Tuesday, August 22nd 2000, 12:00 am
By: News On 6


NEW YORK (AP) — Each time Tiger Woods comes up with an unprecedented victory, an unprecedented audience tunes in.

And the TV networks are more than happy to be along for the ride.

Woods' duel for the ages with Bob May at the PGA Championship drew the event's highest preliminary TV ratings on record.

CBS Sports' coverage of Sunday's final round, when Woods finally put away May in a three-hole playoff, got a big-market overnight rating of 10.0 with a 23 share.

That means about 10 million homes tuned in, and 23 percent of TVs that were on during the 1:30-7:45 p.m.
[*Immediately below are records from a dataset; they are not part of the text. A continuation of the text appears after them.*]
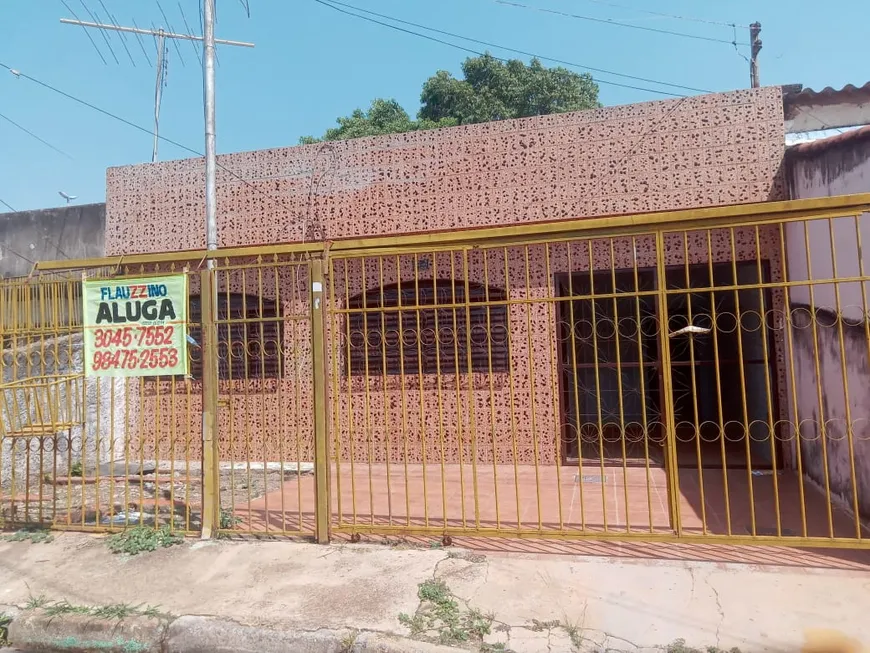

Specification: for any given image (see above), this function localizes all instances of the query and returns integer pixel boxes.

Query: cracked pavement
[0,533,870,653]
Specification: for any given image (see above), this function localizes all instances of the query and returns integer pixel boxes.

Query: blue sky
[0,0,870,211]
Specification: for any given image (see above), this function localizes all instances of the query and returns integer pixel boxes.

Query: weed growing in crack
[559,623,583,650]
[528,619,562,633]
[0,612,12,646]
[107,526,184,556]
[31,596,165,621]
[339,630,359,653]
[218,508,242,531]
[665,639,741,653]
[3,528,54,544]
[399,579,498,650]
[479,642,511,653]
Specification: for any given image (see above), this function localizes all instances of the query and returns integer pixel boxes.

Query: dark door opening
[556,262,779,469]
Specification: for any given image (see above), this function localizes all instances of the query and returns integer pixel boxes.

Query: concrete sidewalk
[0,534,870,653]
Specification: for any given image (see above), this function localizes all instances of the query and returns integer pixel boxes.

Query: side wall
[0,204,106,278]
[786,128,870,518]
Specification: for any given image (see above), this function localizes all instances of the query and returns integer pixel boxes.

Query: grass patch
[665,639,741,653]
[106,526,184,556]
[3,527,54,544]
[399,579,499,650]
[218,508,242,531]
[339,630,359,653]
[32,597,164,621]
[24,594,50,610]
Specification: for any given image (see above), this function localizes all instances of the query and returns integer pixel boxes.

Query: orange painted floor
[235,464,870,540]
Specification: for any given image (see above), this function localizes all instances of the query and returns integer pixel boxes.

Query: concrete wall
[0,204,106,278]
[786,128,870,518]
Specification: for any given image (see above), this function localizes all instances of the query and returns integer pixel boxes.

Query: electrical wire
[0,61,304,232]
[587,0,749,29]
[314,0,712,97]
[0,113,74,160]
[495,0,749,45]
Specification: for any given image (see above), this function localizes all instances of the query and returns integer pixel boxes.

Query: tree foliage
[300,54,601,144]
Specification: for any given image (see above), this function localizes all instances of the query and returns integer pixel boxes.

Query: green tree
[299,54,601,144]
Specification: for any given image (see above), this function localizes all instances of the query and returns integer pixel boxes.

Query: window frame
[342,278,510,377]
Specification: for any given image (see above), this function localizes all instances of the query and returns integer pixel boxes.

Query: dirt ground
[0,469,310,532]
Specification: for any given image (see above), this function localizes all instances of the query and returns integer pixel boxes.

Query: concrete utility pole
[61,0,254,539]
[749,21,761,88]
[60,19,254,174]
[202,0,217,255]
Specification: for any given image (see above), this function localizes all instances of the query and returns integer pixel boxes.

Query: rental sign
[82,274,188,376]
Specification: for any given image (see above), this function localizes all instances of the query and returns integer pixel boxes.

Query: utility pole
[60,17,254,169]
[61,5,254,539]
[749,21,761,88]
[202,0,217,255]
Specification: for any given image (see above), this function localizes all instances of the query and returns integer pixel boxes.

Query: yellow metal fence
[0,196,870,547]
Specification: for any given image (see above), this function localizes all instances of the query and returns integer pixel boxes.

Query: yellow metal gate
[327,201,870,547]
[0,192,870,547]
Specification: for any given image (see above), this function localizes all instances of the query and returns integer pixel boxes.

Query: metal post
[749,21,761,88]
[311,259,330,544]
[200,0,220,539]
[200,268,220,540]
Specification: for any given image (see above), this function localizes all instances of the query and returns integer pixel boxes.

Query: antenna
[60,10,254,162]
[151,30,169,163]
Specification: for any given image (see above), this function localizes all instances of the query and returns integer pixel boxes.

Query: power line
[495,0,749,45]
[0,61,306,237]
[314,0,711,97]
[0,113,72,159]
[587,0,749,29]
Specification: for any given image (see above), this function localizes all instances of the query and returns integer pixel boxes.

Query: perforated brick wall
[106,88,786,255]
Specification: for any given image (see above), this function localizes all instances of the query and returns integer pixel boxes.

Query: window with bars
[188,293,284,380]
[345,279,509,376]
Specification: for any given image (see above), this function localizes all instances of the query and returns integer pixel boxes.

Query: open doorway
[556,261,780,469]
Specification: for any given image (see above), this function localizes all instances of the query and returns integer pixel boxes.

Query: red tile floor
[236,462,870,565]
EDT broadcast were tuned to CBS.

The rating is 30 percent higher than the 7.7 overnight that CBS got last year at the PGA, when Woods beat Spanish sensation Sergio Garcia by a stroke.

That 1999 overnight rating was the previous best for the final round of a PGA Championship since at least 1986. CBS' overnight records don't go back beyond that year.

Sunday's telecast peaked, naturally, during the playoff, pulling in a 17.6 overnight with a 33 share from 7-7:30 p.m.

``People who never, ever watch golf — wives and young kids and daughters who never watch golf — are tuning in to watch Woods,'' CBS Sports president Sean McManus said Monday. ``I don't see it leveling off for a long time.''

May, a 31-year-old journeyman seeking his first career PGA Tour victory, led Woods by as many as two strokes early in Sunday's round, and then matched Woods stroke-for-stroke down the stretch.

``Once in a while you get that kind of story,'' McManus said. ``You couldn't have scripted it better: For Tiger to be behind a guy nobody's ever heard of, at a major.''

The victory was Woods' latest full of ``firsts.''

He's the first player to win consecutive PGA Championships since 1937, and the first to win three majors in a year since 1953. Woods also became the first player to own the scoring record in relation to par at all four major championships (he shares the PGA mark of 18 under with the unheralded May, of course).

When Woods won the U.S. Open by a record 15 strokes in June, NBC's telecast drew the highest Sunday rating for the tournament since 1981. His victory a month later at the British Open — by eight strokes to complete his career Grand Slam at 24, the youngest player to do so — helped ABC pull in that tournament's biggest ratings for a Sunday.

The Sunday overnights for each of those were bettered by the PGA, which was 33 percent higher than the British Open and 14 percent higher than the U.S. Open.

``One of the best things about this summer was that all three networks that have a major investment in major golf had their moments,'' McManus said. ``Woods has been very magnanimous about spreading around the wealth to NBC, ABC and CBS.''

When Woods won his first major title by a record 12 strokes at the 1997 Masters, CBS got a record 14.1 national rating.

Each rating point represents 1 percent of the nation's estimated 100.8 million TV households, and the overnight ratings for the PGA Championship were based on the country's 47 largest TV markets. National ratings will be released later in the week.

The share is the percentage of in-use TVs tuned to the program.